ESG (Environmental Social Governance) investing has experienced notable momentum in recent months, with companies that boast good ESG characteristics now trading on sizeable premiums to the wider market.
So far it appears that the ‘E’ component of ESG has garnered the most attention, probably because climate change fears have heightened in recent months. It can also be argued that the environmental category is more easily defined and measured than the social and governance categories. Carbon emissions, recyclable packaging and use of renewable power are all quantifiable, whereas defining and measuring a company’s social impact and governance are a bit more subjective.
However, one particular aspect of governance that has risen in prominence of late is gender diversity. Momentum is building behind so-called ‘gender-lens’ investing, where companies are scored on the basis of the gender diversity of their workforce.
Between 2014 and 2018, the global level of investment in funds with a gender-lens mandate grew from $100 million to $2.4 billion. Major institutions are launching new funds in recognition of the demand. Legal & General launched the Future World Gender in Leadership GIRL fund in September 2018 and Fidelity launched the Women’s Leadership fund in May 2019. A longer-running fund in this space is the PAX Ellevate Global Women’s Leadership fund, which has outperformed the MSCI World index over both a three-year and a five-year timeframe.
Why gender-lens mandate boosts performance
These funds select companies based on a variety of factors, including the percentage of female board members, percentage of females in senior management positions, parental leave policies and evidence of long-term retention of female employees.

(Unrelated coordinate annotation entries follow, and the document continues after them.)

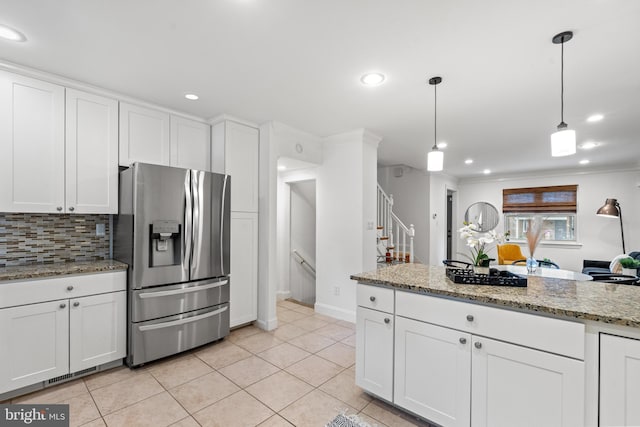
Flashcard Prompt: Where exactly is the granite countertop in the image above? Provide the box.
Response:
[0,260,127,282]
[351,264,640,328]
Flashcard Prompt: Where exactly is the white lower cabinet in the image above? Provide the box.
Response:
[396,318,471,426]
[600,334,640,427]
[229,212,258,328]
[69,292,127,372]
[470,337,584,427]
[356,307,394,401]
[0,301,69,393]
[0,272,127,394]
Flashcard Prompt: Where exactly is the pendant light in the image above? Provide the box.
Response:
[427,77,444,172]
[551,31,576,157]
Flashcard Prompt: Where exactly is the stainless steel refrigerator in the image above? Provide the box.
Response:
[113,163,231,366]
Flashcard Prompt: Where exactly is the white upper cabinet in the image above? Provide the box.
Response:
[171,116,211,171]
[66,89,118,214]
[120,102,171,167]
[0,71,65,213]
[212,120,260,212]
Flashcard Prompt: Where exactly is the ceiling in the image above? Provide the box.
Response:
[0,0,640,177]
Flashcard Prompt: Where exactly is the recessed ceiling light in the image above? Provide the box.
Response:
[360,73,385,86]
[580,141,600,150]
[0,24,27,42]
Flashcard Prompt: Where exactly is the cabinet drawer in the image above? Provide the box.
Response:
[396,292,585,360]
[0,271,127,308]
[357,285,393,313]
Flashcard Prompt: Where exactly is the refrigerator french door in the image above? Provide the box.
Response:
[114,163,231,366]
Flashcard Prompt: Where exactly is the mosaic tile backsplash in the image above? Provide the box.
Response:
[0,213,110,267]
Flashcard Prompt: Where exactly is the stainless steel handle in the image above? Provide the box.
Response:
[182,173,193,271]
[138,306,229,332]
[220,175,229,276]
[138,280,229,299]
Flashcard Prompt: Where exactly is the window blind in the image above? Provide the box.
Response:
[502,185,578,213]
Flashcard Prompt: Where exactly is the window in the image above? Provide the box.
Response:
[502,185,578,242]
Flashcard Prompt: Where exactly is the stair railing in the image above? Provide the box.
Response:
[377,184,416,262]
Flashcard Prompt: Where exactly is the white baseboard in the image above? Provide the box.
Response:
[314,302,356,323]
[256,317,278,331]
[276,291,291,301]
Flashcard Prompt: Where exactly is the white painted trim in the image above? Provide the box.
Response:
[458,164,640,185]
[0,61,207,123]
[256,317,278,331]
[207,114,260,129]
[314,302,356,323]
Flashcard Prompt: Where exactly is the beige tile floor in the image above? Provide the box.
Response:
[6,301,428,427]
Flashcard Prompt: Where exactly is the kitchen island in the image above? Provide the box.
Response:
[351,264,640,427]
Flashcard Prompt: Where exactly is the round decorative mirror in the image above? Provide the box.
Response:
[464,202,500,231]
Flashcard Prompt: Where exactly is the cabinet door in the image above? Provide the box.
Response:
[0,300,69,393]
[471,337,584,427]
[120,102,170,166]
[600,334,640,427]
[229,212,258,327]
[225,122,260,212]
[0,71,64,213]
[356,307,394,401]
[171,116,211,171]
[65,89,118,214]
[394,317,470,427]
[69,291,127,372]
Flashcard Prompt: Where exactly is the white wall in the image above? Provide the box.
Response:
[315,130,380,321]
[458,170,640,271]
[378,166,429,263]
[429,173,462,266]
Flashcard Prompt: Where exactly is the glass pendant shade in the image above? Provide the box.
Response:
[427,149,444,172]
[551,128,576,157]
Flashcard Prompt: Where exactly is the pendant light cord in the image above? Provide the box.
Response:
[432,84,438,150]
[560,41,564,123]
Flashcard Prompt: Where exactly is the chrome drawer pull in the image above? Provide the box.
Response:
[138,280,229,299]
[138,306,229,332]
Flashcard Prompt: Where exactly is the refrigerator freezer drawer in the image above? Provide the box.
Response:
[130,278,229,322]
[127,303,229,366]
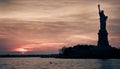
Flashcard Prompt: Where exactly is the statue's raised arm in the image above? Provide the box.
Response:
[98,4,108,21]
[98,4,100,13]
[98,4,108,30]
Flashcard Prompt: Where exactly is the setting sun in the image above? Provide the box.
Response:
[16,48,28,54]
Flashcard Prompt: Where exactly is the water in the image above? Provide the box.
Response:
[0,58,120,69]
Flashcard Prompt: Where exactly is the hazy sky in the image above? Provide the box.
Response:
[0,0,120,54]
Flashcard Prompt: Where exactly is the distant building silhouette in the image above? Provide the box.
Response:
[97,5,110,48]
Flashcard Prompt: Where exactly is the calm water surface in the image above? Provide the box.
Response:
[0,58,120,69]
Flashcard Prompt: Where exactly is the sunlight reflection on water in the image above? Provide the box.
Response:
[0,58,120,69]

Why does diversity lead to better performance? It’s thought that a more diverse workforce will be capable of generating more ideas and is therefore likely to display a greater level of innovation. Employees who think in different ways are also more likely to challenge one another, which leads to problems being identified earlier. Data relating to diversity is becoming more widely available as more companies seek to measure and promote it; gender diversity in particular has been encouraged by various governments around the world.
The reporting of the gender pay gap in the UK became compulsory in April 2017 for companies with over 250 employees, and awareness of the issue has increased since then. In 2019 the UK gender pay gap was 17.3%, down from 17.8% in 2018.
The FTSE 100 companies are on track to ensure one third of boardroom seats are filled by women by the end of 2020, although the number of female chief executives is still disappointingly low. Firms with no women on their boards have been heavily criticised, with FTSE 250 property business Daejan Holdings drawing significant levels of negative press owing to the fact that it has never had a woman on its board in its entire 85-year history.
Wider economic benefits
There is an increasing number of studies that highlight the wider economic benefits of a more gender-diverse workforce. The PwC Women in Work Index has analysed the issue extensively on a global basis. The gender pay gap is only one part of the issue. A large pay gap with lower pay for women reduces the likelihood of women returning to the workforce after having children.
Moreover, a low level of female participation in the workforce has negative connotations for the wider economy. PwC’s report puts forward the view that economic output can be increased with higher levels of female participation. Sweden is known for its high level of female participation in the workforce, and the report aims to estimate the extent to which other countries could benefit if they were able to reach Swedish levels. The UK could boost its economic growth by 9% if it could match Sweden, and across the OECD as a whole the potential GDP gain is higher at 12%.
However, the greatest potential gains are available to non-OECD countries. India, for example, has a very high gender pay gap of 36% and a very low female participation rate. Boosting this employment rate to Swedish levels could generate a huge GDP increase of US$7 trillion (£5.4 trilion).
Investing in companies with good levels of gender diversity therefore makes sense on two levels. There is evidence that the individual companies will outperform, and furthermore these companies are likely to be having a positive economic impact on the economies in which they are operating.
Rachel Winter is an associate investment director at Killik & Co.